One of the more memorable scenes in film is the last moment from “Raiders of the Lost Ark”, where the camera slowly pans up to reveal an entire warehouse of artifacts. Granted, this was a place of ‘secret things’, not necessarily artwork. However, that film did cover the fact that the World War II-era Nazis hoarded thousands of cultural artifacts from across the Eastern Hemisphere. They wanted it all for themselves- for if you rob a people of its’ culture, you rob them of their spirit, as the theory was. These are big ideas, ripe for extrapolation on-screen, either as a dead-serious drama, or as quasi-adventure film, a la Indiana Jones. “The Monuments Men”, however, never settles for one idea, and thus doesn’t have an identity. The result is a muddled, aimless enterprise of a film that combines a fantastic cast, then doesn’t do much with them.
I’ll declare myself a big fan of George Clooney, but his directorial efforts have brought about decidedly mixed results despite stellar casts before. ”Good Night, and Good Luck” is a very good film with a specific focus. “The Ides of March” seemed to exist simply to tell us what we already knew- politics are corrupt. The Chuck Barris biopic “Confessions of a Dangerous Mind” was also an unspectacular, yet star-studded shoulder-shrugger of a film. In other words, it’s hard to really get a grasp on how creatively talented Clooney is behind the camera. The only common thread I gather is that his films start with an inspired idea, and he simply presents it to us on-screen. Some just keep our attention longer than others.
“The Monuments Men” cannot keep its’ own attention for long, not even to enrich the main characters (real people, for which real facts exist to extrapolate on). The film wastes no time in gathering this apparently motley crew, in a sequence so rushed it reeks of a montage. We do know this to be true, however; there were, in fact, a group of middle-aged men that joined the Army in World War II in hopes of recovering stolen art. They were, as the film shows us, an unlikely group. They were indeed brave by definition for heading into war zones. They did, in fact, recover thousands upon thousands of pieces of art across Europe.

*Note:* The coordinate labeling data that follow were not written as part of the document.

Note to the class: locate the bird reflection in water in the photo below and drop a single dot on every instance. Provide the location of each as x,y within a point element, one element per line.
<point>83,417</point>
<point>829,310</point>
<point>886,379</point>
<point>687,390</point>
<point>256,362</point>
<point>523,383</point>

What else were they, however? Other than brief, obligatory mention of families back home, the film doesn’t provide much nuance or inspiration to any of these characters. That’s a crying shame when you consider the massive talents in the cast. Clooney? The affable ‘really cool guy’. Damon? Eminently likable. Murray? Capable of showcasing a broad range of abilities. Goodman? Everyone’s favorite ‘dad’ figure. Dujardin? Limited exposure to American audiences, but already an Oscar winner. The film asks us to care deeply about these men and what happens to them, but it clearly overestimates our zest for the actors themselves. So little time is spent with them as a group and exploring what made them tick, and it just doesn’t work. On top of that, what exactly did this magnificent conglomeration of actors bring to their roles? For all the fanfare about their grouping, it doesn’t seem to have brought the best work out of any of them.
An exception to that would be (big surprise) Cate Blanchett as a French woman forced to catalog the art Nazis were stealing from her own community. Not only is she important to the mission (and the film’s resolution), but her character’s longing to feel anything other than hatred for Nazi action lends this film a steely emotional grab it so desperately needed. I envisioned there could have been a different film centered around this Claire Simone- a woman forced to betray her beliefs, then forced to watch, then forced to catalogue all of her culture’s artistic heritage, then forced to smile about it.
As straightforward as it is, the story of “The Monuments Men” may have worked better in documentary form. That would’ve afforded whatever filmmaker took on the project a chance to show the individuals involved with the ‘Monuments Men’ mission- without associating our notions of these actors with them. There are multiple ideas with which to work in this film, but no strong, emotional connection is created with any of them. We’re not sure whether Clooney wants us to laugh at the myriad of personalities thrown together for a decidedly non-traditional mission, or be moved by the wretchedness of war and Nazi malfeasance. Even the most poignant moment in the film, taking place in an Allied camp at Christmas time, seems out-of-place and awkward in its’ silence. I wasn’t sure whether I should be laughing or crying. It’s precisely the type of confused reaction you might expect when you watch a film that has no idea what it wants to be.